Bir kere 1071 Malazgirt Zaferi kutlamaları sizinle başlamış değil. Türk Milliyetçileri Malazgirt Zaferini hiç unutmadılar. Okullarında, derneklerinde, dergilerinde Malazgirt Zaferinin yıldönümlerini muhakkak hatırladılar andılar. Yazarları romanlarına, şairleri şiirlerine tema yaptılar. Amatör tiyatrolar kurup Alp Aslan ve Diyojen piyeslerini sahnelediler. Paneller, konferanslar, seminerler zaten rutin faaliyetlerdendi. Mesela aşağıdaki fotoğraf, 46 Yıl önce Malazgirt zaferini kutlamak amacı ile yapılan programdan günümüze ulaşan bir karedir.
“Malazgirt'i devleti yönetenler unutsa da bu millet unutmadı” diyorsunuz. Bu millet dediğinizin hangi Millet olduğunu bunca yıllık iktidarınız ve Milli görüş gömleğini giydiğiniz dönemler de dahil adını söylemediniz. Ama biz biliyoruz ki millet derken adını burada vermek istemediğim bir grup etnik kökenlerden bahsediyorsun. Oysa onların bağımsız devletleri de var. O kadar sık bahsediyorsunuz ki neredeyse o devletler soydaşlarını korumak kollamak amacı ile karşınıza dikilecekler. Yeni bir dış problem yaratacaksınız diye korkuyorum.
Millet diye Türk Milletinden bahsediyorsanız lütfen Türk ismini zikredin.
Ama ben şuna şahsen şahidim unuttu dediğiniz devleti yönetenlerde Malazgirt’i unutmadılar. 1997 yılında Malazgirt ’de
yapılan anma toplantısında tesadüfen ben de vardım. O yıl Milli Eğitim Bakanlığı Müsteşar Yard. Necdet Özkaya'nın başkanlığında bir komite oluşturularak 26 Ağustos 1071 Malazgirt’ten, 26 Ağustos 1922 Kocatepe’ye adı altında Büyük İzci Zafer Yürüyüşü’nü düzenledi.
Bu proje Müsteşar Yard. Necdet Özkaya'nın kararlı tutumu ve İzcilik Şb.Md Erdal Gülöz’ün gayretleri ile gerçekleşti.
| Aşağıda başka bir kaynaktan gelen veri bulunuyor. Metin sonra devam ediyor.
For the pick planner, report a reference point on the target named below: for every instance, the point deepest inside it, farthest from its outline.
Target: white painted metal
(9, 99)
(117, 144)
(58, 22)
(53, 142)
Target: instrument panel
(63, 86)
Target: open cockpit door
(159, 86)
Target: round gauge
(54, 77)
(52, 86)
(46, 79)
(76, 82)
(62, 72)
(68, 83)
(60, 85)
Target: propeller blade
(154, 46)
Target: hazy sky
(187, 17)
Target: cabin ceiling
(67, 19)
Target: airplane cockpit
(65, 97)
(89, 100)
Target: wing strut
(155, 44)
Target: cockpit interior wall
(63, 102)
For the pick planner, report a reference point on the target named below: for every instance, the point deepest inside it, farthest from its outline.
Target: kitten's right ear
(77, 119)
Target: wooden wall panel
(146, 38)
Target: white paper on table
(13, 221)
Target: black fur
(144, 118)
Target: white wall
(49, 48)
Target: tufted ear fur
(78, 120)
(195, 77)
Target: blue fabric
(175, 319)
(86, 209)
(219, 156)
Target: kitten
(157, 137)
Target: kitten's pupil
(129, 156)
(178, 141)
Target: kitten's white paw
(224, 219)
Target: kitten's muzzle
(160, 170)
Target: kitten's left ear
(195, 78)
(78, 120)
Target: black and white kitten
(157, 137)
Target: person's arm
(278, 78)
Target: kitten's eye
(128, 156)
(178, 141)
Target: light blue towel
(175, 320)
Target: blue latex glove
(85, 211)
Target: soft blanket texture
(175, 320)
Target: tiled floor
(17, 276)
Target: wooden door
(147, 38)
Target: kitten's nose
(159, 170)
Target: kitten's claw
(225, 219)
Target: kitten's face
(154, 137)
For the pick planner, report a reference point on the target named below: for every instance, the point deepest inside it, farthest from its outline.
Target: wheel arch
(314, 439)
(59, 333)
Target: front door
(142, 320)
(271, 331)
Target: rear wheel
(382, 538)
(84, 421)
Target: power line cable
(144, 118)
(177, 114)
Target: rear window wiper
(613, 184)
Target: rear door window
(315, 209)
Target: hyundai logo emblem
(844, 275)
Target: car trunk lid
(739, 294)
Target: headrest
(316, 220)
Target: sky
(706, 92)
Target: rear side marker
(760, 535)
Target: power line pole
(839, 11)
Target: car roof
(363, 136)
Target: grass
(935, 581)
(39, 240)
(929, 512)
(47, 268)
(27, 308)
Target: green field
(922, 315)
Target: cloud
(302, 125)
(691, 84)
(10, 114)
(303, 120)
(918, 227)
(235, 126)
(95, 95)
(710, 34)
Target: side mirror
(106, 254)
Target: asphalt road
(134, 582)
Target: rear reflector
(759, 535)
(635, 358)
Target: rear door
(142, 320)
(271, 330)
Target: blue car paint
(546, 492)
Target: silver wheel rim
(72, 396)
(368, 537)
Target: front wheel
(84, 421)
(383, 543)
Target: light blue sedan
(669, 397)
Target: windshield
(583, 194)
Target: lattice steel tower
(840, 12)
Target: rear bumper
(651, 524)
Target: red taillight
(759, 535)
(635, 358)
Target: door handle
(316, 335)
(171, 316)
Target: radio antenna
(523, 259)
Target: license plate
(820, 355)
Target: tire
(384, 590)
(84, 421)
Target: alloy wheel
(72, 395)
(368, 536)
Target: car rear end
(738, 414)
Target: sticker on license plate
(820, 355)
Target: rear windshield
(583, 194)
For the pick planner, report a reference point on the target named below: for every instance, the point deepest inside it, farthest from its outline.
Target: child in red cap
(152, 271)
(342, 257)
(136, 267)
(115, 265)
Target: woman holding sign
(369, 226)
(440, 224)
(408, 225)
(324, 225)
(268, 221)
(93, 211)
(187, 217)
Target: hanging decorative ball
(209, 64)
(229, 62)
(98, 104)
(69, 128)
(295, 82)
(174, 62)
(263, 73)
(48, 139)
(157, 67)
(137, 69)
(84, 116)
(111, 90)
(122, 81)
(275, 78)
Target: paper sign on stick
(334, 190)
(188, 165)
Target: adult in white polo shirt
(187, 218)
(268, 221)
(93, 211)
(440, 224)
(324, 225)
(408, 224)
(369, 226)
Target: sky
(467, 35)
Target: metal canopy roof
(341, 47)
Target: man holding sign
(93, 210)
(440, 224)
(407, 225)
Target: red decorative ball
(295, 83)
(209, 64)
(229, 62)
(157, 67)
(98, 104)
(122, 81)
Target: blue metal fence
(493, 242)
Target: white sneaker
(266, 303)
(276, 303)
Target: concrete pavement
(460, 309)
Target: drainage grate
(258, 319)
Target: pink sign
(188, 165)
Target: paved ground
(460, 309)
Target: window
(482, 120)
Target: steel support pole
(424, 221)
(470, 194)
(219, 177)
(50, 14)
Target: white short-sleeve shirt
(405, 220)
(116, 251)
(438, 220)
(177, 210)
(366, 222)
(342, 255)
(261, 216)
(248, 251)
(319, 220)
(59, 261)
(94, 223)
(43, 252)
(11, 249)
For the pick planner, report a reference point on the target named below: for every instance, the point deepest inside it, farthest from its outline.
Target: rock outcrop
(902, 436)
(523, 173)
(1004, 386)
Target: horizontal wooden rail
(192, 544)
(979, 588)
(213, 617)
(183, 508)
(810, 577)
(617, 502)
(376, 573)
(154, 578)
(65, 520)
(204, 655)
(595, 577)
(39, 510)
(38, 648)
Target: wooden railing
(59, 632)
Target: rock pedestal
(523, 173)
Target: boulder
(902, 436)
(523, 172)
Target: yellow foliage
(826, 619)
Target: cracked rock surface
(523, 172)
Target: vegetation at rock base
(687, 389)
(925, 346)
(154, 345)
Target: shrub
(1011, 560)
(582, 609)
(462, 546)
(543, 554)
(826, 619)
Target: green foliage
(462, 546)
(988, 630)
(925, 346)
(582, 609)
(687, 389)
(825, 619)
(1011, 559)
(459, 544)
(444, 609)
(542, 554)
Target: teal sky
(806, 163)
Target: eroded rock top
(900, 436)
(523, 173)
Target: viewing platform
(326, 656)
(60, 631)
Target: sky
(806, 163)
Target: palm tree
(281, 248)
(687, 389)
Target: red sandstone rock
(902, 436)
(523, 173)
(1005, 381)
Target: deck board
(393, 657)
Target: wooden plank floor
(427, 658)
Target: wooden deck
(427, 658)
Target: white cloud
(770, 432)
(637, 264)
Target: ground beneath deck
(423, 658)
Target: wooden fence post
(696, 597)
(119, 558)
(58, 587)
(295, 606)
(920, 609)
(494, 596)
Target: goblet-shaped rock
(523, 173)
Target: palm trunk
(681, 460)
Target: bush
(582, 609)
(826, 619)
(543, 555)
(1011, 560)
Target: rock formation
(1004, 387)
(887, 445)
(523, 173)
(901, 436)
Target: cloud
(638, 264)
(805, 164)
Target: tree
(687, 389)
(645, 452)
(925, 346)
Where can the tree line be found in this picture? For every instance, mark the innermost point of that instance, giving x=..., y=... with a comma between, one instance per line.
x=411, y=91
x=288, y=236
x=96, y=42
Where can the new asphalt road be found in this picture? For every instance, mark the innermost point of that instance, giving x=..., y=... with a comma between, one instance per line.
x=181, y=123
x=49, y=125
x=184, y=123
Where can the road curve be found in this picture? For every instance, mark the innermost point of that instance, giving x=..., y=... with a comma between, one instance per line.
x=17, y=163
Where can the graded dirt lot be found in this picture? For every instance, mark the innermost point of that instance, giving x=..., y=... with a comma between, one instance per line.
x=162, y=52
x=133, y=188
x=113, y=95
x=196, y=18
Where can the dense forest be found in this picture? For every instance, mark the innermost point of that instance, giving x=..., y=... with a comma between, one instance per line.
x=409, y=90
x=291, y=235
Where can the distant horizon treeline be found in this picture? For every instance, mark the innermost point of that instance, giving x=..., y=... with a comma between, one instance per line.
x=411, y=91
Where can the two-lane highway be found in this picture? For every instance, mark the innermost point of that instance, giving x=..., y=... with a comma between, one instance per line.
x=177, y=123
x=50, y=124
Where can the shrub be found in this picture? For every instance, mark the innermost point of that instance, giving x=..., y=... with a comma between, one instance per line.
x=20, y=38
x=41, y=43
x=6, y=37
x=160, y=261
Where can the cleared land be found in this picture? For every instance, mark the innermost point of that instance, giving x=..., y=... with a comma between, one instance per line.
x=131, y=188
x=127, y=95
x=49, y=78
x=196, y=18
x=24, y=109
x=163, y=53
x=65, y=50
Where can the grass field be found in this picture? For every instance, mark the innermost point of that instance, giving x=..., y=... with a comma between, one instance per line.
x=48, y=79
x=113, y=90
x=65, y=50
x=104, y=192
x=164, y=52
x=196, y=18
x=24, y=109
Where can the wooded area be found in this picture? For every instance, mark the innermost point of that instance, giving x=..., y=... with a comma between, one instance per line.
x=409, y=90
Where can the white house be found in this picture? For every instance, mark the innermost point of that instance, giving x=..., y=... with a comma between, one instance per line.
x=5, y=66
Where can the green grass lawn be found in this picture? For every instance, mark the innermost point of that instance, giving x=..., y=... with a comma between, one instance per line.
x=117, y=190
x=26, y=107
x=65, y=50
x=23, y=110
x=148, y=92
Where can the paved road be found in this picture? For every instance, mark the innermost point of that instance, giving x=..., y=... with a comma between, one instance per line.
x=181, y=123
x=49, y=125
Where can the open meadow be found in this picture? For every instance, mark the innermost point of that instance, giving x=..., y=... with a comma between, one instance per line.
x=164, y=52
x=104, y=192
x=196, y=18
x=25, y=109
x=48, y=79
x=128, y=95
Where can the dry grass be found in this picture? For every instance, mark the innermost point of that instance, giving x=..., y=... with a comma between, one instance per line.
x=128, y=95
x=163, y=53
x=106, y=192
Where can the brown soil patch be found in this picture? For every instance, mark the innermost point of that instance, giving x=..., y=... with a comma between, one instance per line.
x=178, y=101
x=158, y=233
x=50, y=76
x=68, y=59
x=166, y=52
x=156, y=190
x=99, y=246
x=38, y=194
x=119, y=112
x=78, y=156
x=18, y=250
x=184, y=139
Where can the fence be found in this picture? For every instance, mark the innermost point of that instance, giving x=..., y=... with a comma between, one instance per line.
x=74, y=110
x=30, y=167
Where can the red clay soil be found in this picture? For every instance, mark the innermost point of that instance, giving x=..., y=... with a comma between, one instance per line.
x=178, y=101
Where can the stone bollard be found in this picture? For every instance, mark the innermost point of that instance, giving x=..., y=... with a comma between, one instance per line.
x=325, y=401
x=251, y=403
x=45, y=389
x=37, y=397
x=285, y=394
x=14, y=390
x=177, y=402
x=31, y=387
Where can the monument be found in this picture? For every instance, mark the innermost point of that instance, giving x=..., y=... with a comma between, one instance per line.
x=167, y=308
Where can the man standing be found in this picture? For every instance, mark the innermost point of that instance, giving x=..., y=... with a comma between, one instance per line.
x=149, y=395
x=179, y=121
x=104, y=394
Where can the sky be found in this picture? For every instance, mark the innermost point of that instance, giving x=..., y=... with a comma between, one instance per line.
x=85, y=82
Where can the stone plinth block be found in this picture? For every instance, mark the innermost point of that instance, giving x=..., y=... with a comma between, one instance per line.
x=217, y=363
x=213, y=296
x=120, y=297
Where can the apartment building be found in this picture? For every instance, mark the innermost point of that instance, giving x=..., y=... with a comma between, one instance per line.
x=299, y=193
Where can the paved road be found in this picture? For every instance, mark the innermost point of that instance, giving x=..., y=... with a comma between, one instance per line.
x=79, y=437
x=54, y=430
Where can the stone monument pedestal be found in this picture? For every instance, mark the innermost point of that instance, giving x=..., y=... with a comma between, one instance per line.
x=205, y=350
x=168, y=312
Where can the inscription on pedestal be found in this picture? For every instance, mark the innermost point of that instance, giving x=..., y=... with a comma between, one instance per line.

Afyon, Samsun ve Malazgirt'ten yola çıkan izci grupları 9 Eylül'de İzmir'de buluştular. Yani sizin önümüzdeki yıllarda yapmayı düşündüğünüz anma programının çapını bilmiyorum ama 20 yıl önce 1997 yılında böylesine büyük yürüyüşü TC Devletinin Milli Eğitim Bakanlığı çoşku ve gururla gerçekleştirmişti.
Bunları yaparken kendilerinden önce yapılan işleri kötülemediler, yok saymadılar ve şova dönüştürmediler. Demem o ki Türk Devletini yönetenler zan ettiğiniz gibi Malazgirt Zaferini de unutmuş değiller..
Taha Akyol’un 31 Ağustos 1997 de Milliyet gazetesinde "Tarih Bilinci" başlıklı yazısının “AĞUSTOS ayında, dokuz asır arayla, hem "kuruluş" umuzun hem "kurtuluş" umuzun gerçekleşmiş olması bir tesadüftür ama tarihimizin bütünlüğünü sembolleştiren, güzel bir tesadüf...
Alparslan ve Atatürk; biri "kuruluş"umuzun, öteki "kurtuluş"umuzun önderi... Aradaki dokuz asır, Anadolu'nun "coğrafyadan vatana" dönüşmesinin büyük tarihidir.
Bu sene Milli Eğitim Bakanlığı tarihimizin bu bütünlüğünü sembolleştiren güzel bir "Büyük Zafer Yürüyüşü" düzenledi. Müsteşar Yrd. Necdet Özkaya'nın başkanlığındaki düzenleme komitesinin programına göre, Afyon, Samsun ve Malazgirt'ten yola çıkan izci grupları 9 Eylül'de İzmir'de buluşacaklar.
İzmir'in kurtuluş günü... Lozan'ın ve yeni Türkiye devletinin temelindeki nihai zafer...."
Tarih şuuru dediğimiz de tam da budur işte. Tuğlaları usulünce üst üste koyamazsak duvar yerine yığıntı ile karşılaşırız.